Вообще деньги оказались для советских авторов темой весьма сложной. В отличие от классиков, не брезговавших этой щекотливой материей, мы целомудренно избегали ее, так что порой и критики пеняли нам - мол, непонятно, на что живут ваши герои. Ясно было одно: не в деньгах счастье. Оно, кстати, и верно, но в данном случае народная мудрость была как нельзя к месту и очень устраивала власть: коли не в них счастье, тогда о чем речь? Не в деньгах счастье, и миллионы нас работали за гроши, жили в собачьих условиях, еще и гордясь своей самоотверженностью и презирая буржуазный достаток. "На буржуев смотрим свысока", как сказал поэт.

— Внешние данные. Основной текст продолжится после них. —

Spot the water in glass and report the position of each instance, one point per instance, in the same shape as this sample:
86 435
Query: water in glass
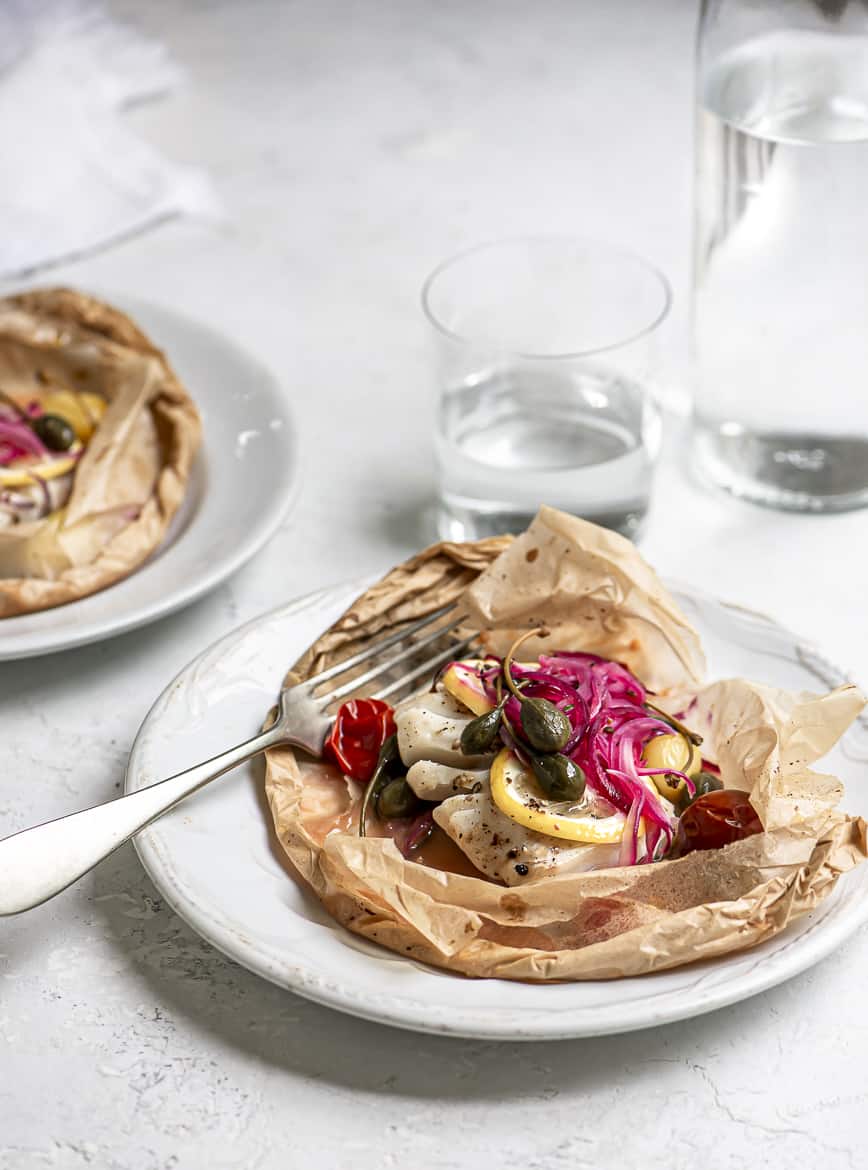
780 297
583 440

Между тем корысть и стяжательство - черты и впрямь малосимпатичные, богатство подозрительно, а бескорыстие прекрасно. Об этом и до нас написаны тома.
А уж в наше время, при равенстве в нищете, развенчание неправедно нажитого (а как же еще!) богатства и похвала честной бедности стали, можно сказать, лейтмотивом искусства. Знаменитая метафора: юный Олег Табаков, крушащий дедовской заслуженной шашкой новую мебель, кажется, сервант, этот символ мещанского благополучия,- в спектакле Эфроса по пьесе Розова,надолго запомнилась, как яркий знак своего времени. Так мы расправлялись с "приобретательством".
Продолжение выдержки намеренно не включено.